Mungkin kalimat atau ungkapan diatas terlalu
ekstrim bagi sebagian orang, tapi bagi orang-orang yang terbiasa akan dosa,
maka kalimat diatas terkesan biasa saja. Karena jika kita boleh jujur, setiap
saat kita tidak luput dari dosa, baik yang kecil maupun yang besar.
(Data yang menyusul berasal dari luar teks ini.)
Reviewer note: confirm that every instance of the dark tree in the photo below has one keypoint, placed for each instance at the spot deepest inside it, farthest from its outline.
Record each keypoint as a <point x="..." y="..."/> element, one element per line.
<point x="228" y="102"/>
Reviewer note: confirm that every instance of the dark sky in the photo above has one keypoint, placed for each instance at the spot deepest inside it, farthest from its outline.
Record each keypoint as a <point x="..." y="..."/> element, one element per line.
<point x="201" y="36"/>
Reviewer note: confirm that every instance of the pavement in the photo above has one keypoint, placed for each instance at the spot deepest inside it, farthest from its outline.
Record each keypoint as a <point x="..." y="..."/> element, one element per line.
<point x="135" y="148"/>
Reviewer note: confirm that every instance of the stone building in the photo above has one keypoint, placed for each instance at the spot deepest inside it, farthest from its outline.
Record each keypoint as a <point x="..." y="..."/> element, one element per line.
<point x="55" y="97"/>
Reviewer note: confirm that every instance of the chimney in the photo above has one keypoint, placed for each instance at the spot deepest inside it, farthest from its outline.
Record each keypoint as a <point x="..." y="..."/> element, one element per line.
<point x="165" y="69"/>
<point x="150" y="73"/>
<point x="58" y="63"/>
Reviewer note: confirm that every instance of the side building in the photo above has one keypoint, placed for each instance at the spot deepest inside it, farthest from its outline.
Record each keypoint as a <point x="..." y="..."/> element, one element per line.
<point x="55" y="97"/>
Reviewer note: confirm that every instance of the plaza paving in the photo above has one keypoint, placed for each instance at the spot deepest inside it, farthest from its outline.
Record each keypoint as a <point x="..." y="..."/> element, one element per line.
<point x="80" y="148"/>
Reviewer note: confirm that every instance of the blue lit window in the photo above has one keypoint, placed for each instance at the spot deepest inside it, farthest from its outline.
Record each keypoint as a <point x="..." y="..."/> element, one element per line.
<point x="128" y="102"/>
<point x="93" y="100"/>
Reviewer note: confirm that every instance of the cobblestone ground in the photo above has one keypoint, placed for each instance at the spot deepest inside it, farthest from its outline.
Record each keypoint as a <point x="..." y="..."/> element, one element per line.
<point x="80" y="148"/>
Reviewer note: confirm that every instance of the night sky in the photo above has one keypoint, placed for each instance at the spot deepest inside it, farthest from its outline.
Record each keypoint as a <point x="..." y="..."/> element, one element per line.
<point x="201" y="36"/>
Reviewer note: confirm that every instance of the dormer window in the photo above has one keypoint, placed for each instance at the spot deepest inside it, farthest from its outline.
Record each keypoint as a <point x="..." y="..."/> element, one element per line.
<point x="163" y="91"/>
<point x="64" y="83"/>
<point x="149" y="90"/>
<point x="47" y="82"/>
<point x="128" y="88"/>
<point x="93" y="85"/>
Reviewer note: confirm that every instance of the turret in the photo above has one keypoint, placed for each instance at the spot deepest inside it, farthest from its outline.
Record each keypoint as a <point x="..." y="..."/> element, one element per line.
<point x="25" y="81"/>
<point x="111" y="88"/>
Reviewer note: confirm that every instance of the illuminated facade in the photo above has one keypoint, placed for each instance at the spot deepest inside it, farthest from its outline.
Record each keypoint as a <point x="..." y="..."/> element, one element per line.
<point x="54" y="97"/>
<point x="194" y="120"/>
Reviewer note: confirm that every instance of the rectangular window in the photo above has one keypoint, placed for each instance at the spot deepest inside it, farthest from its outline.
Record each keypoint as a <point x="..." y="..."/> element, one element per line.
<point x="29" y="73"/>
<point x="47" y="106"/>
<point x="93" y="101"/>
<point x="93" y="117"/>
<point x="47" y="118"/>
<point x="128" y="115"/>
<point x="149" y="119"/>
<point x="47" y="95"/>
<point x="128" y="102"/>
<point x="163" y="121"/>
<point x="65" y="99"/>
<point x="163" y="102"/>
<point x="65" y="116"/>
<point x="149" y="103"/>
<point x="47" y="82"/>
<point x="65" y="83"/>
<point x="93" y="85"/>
Tapi
terkadang ada yang mengimbanginya dengan kebaikan, setidaknya impas lah.
Dijaman sekarang ini banyak manusia yang
shalatnya rajin dan juga sering melakukan kebaikan, tapi anehnya dia juga
melakukan kejahatan atau maksiat. Aneh memang, tapi itu masih mendingan
daripada rajin melakukan maksiat, tapi malah jarang melakukan kebaikan atau beribadah.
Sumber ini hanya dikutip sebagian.